Taking a quantum open systems (OQS) perspective, we here show that the open system fragment one-particle density matrix that we already defined[32] provides an extremely simple way to access a direct real space analogue of the AdNDP formalism. We have called this procedure the real space adaptive natural density partition method, rs-AdNDP. It provides a set of generalized (nc,2e) fragment natural orbitals with which a Lewis structure of a molecular system can be proposed and analyzed.
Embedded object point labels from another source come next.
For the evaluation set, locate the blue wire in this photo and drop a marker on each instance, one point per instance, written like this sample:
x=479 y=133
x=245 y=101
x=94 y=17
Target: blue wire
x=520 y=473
We have shown that the procedure provides the expected Lewis structures in a number of simple tests, at any level of theory. The method just needs the standard one-particle density matrix, easily accessible from most electronic structure packages, and the atomic overlap matrices that can be obtained also from any of the many QTAIM codes available. The fragment natural orbitals can also be used to assign effective oxidation states. Since the formalism is obviously compatible with its underlying QTAIM basis, all the real space chemical bonding machinery is also compatible with it. This means that Laplacians at bond critical points, delocalization indices, electron distribution functions, or interacting quantum atoms energetic decompositions, to name just a few, all weave a unified and compatible description with the new rs-AdNDP technique.

Table 3

Effective Number of Centers (neff), λ Eigenvalues, Percent Localization, and Type of Function for the First 14 β FNOs of the O High Spin t2g3eg2-6A1 State in the FeF63– Complexa

neff	λ	%loc(Fe)	%loc(F1)	type
1.00000	1.00000	100.0	0.0	∼Fe(1s a1g)
1.00000	1.00000	100.0	0.0	∼Fe(2s a1g)
1.00000	1.00000	100.0	0.0	∼Fe(2p t1u)
1.00000	1.00000	100.0	0.0	∼Fe(2p t1u)
1.00000	1.00000	100.0	0.0	∼Fe(2p t1u)
1.00242	0.99879	99.9	0.0	∼Fe(3s a1g)
1.00688	0.99658	99.7	0.0	∼Fe(3p t1u)
1.00688	0.99658	99.7	0.1	∼Fe(3p t1u)
1.00688	0.99658	99.7	0.1	∼Fe(3p t1u)
0.99817	1.00091	0.1	100.0	∼F1(1s a1
1.00000	1.00000	0.0	100.0	∼F1(2s a1)
1.04995	0.97579	1.5	97.6	∼F1(2p e)
1.04992	0.97579	1.5	97.6	∼F1(2p e)
1.18414	0.91584	7.6	91.6	∼F1(2p a1)

Only F1 functions are shown. ε = 0.85.

Table 4

Effective Number of Centers (neff), λ Eigenvalues, Percent Localization, and Type of Function for the First 17 α FNOs of the D4 Low Spin eg4b2g-2B2g State in the FeF63– Complexa

neff	λ	%loc(Fe)	%loc(F1)	type
1.00000	1.00000	100.0	0.0	∼Fe(1s a1g)
1.00000	1.00000	100.0	0.0	∼Fe(2s a1g)
1.00000	1.00000	100.0	0.0	∼Fe(2p a2u)
1.00000	1.00000	100.0	0.0	∼Fe(2p eu)
1.00000	1.00000	100.0	0.0	∼Fe(2p eu)
1.00367	0.99817	99.8	0.0	∼Fe(3s a1g)
1.00762	0.99621	99.6	0.0	∼Fe(3p a2u)
1.00917	0.99544	99.5	0.1	∼Fe(3p eu)
1.00917	0.99544	99.5	0.1	∼Fe(3p eu)
1.07115	0.96609	96.6	0.9	∼Fe(3d eg)
1.07115	0.96609	96.6	0.1	∼Fe(3d eg)
1.07273	0.96536	96.5	0.8	∼Fe(3d b2g)
0.99864	1.00000	0.1	100.0	∼F1(1s a1)
1.00000	1.00000	0.0	100.0	∼F1(2s a1)
1.03199	0.98433	0.8	98.4	∼F1(2p b1)
1.03252	0.98433	0.6	98.4	∼F1(2p b2)
1.22460	0.89917	9.0	89.9	∼F1(2p a1)

Although axial and equatorial F atoms are nonequivalent, their FNOs differ slightly, and only those for F1 are shown. ε = 0.85.